While the mainland Otway colony gets upwards of 40,000 visitors per year, Isla Magdalena gets fewer than 9,000—90 percent of them foreigners—because of its limited accessibility. In summer, though, the ferry Melinka visits the island three times weekly from Punta Arenas. Though more expensive than Otway tours, these excursions also offer penguins and dolphins in the water, as well as black-browed albatrosses, cormorants, kelp gulls, skuas, South American terns, and other seabirds in the surrounding skies.
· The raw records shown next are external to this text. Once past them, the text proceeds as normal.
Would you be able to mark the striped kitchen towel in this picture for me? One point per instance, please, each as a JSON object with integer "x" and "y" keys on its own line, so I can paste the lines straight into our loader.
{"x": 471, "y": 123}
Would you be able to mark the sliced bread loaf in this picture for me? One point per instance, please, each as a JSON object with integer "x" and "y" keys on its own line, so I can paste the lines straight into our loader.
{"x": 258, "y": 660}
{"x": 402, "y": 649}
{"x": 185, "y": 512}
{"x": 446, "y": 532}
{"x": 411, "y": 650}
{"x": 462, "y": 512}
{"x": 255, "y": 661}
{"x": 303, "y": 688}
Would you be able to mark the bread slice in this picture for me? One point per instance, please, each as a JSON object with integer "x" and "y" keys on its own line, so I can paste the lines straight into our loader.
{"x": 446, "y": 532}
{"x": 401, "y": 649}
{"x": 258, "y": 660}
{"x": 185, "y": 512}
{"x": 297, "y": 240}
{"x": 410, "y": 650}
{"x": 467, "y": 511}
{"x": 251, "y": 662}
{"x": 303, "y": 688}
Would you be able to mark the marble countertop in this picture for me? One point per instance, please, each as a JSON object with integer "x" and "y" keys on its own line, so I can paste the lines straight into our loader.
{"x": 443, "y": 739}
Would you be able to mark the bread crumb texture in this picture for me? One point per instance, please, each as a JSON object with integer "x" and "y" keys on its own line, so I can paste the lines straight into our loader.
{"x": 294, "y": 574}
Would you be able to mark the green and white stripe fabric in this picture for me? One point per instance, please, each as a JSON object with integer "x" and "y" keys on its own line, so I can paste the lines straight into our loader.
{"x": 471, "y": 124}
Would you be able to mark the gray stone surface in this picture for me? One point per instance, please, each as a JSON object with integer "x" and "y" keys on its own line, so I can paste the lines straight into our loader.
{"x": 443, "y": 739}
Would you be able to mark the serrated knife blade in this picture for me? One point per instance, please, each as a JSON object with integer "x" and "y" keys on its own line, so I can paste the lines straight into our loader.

From a floating dock on the island’s east side, a short trail leads along the beach and up the hill to Scottish engineer George Slight’s Faro Magdalena (1901), a lighthouse whose iron tower rises 13.5 meters above the island’s highest point; still functioning, the light has a range of 10 nautical miles. A narrow spiral staircase ascends the tower.

For its first five decades, a resident caretaker maintained the acetylene light, but after its 1955 automation the building was abandoned and vandalized. In 1981, though, the Chilean navy entrusted the building to Conaf; declared a national monument, it has since become a visitor center. It boasts remarkably good exhibits on the island’s history (discovery, early navigation, cartography, and the lighthouse’s construction) and natural history in both Spanish and English (the English text is less complete). U.S. archaeologist Junius Bird, best known for his 1930s work at the mainland site of Pali Aike, also undertook excavations here.

For ferry excursions to Isla Magdalena, contact Turismo Comapa (Magallanes 990, tel. 061/200200, fax 061/225804, tcomapa [at] entelchile [dot] net). In December, January, and February, after its regular Tuesday/Thursday/Saturday run to Porvenir, the Melinka makes a passengers-only trip to Isla Magdalena (US$33 pp, half that for children) from Terminal Tres Puentes; sailing time is 4 p.m. (bring food—the Melinka’s snack bar is pretty dire). Visitors spend about 90 minutes on the island, returning to Punta Arenas around 9:30 p.m.

Passengers on the Mare Australis and Via Australis cruises through Tierra del Fuego’s fjords stop here on their return leg, but an intermediate alternative is more frequent than either of the above. New in late 2005, Solo Expediciones (José Nogueira 1255, tel. 061/243354) offers half-day excursions (US$58 pp) that shuttle passengers from the mainland in Zodiacs and include an approach to nearby Isla Marta, where the overflow from penguin-saturated Magdalena has migrated.